How I used A.I. technology to bring the voices of SPOCK and McCOY back to life in “AN ABSENT FRIEND” (part 1: the audio)…

While some Star Trek fan films have begun to Artificial Intelligence ( A.I.) in limited ways to age and de-age characters and also to create brief visuals and short bits of dialog, my new animated fan film AN ABSENT FRIEND is the first time that A.I. speech synthesis has been used to generate ALL of the voices. And what’s more, two of those voices are sampled from the late LEONARD NIMOY and DeFOREST KELLEY, allowing the beloved characters of Spock and McCoy to live on.

The obvious question that might come to mind for some people would be: Is this legal? The short answer is “yes…at least for now.” That could change in the not-too-distant future, but no law governing or restricting the A.I. generation of a deceased actor’s voice in a fan film exists at the moment. I will dive more deeply into the legal status of voice A.I. in Part 3 of this blog series (along with the ethical considerations). However, right now in Part 1, I would like to discuss how I managed to digitally recreate the voices of these two deeply-missed actors, and in Part 2, I’ll be covering how I and my illustrator, MATT SLADE, turned an audio drama into a full animated Star Trek fan film.

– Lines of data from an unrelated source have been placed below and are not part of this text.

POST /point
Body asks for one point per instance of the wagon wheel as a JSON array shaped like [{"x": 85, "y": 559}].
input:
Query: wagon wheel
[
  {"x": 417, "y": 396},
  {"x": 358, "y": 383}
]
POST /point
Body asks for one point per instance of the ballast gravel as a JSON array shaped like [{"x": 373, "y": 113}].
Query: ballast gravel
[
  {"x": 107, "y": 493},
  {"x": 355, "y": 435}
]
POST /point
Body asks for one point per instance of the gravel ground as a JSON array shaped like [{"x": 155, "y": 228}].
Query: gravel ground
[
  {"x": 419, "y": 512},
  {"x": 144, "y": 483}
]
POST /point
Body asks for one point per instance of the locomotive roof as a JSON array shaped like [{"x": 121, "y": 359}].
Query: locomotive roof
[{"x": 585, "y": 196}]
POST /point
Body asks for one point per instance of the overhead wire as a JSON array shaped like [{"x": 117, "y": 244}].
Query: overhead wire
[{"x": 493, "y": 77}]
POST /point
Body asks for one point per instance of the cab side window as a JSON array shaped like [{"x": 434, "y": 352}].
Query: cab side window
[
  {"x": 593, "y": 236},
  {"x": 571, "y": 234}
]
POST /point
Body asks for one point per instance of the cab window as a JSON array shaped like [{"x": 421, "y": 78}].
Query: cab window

First, though, let’s take a look at this groundbreaking project…

A.I. has exploded across the planet in the last year and a half, and it’s certainly become a bit of a mixed bag. The term itself is an umbrella for a wide range of digital breakthroughs whereby computers are doing some incredible—and occasionally worrisome—things. A.I. is being used for everything from generating business presentations and news articles to writing millions of lines of computer code in seconds. A.I. digitally de-aged an 80-year-old HARRISON FORD in the fifth and final Indiana Jones feature film last year and also completed an unfinished Beatles song despite two of the original band members having died decades ago.

Law enforcement is using intuitive software to sift through endless social media postings to track down wanted suspects and potential terrorists. On the other side of the moral spectrum, however, some students are using A.I. software to write their school essays for them, while a few political campaigns have begun to generate false images and articles to spread realistic-looking fake news to unsuspecting voters. Earlier this year, a New Hampshire robocall seemingly from Joe Biden that told Democrats not to “waste their vote” in the primary was actually faked by a supporter of one of the other primary candidates. And of course, the recent Hollywood writers and actors strikes worried that A.I. would make many of their jobs all but irrelevant.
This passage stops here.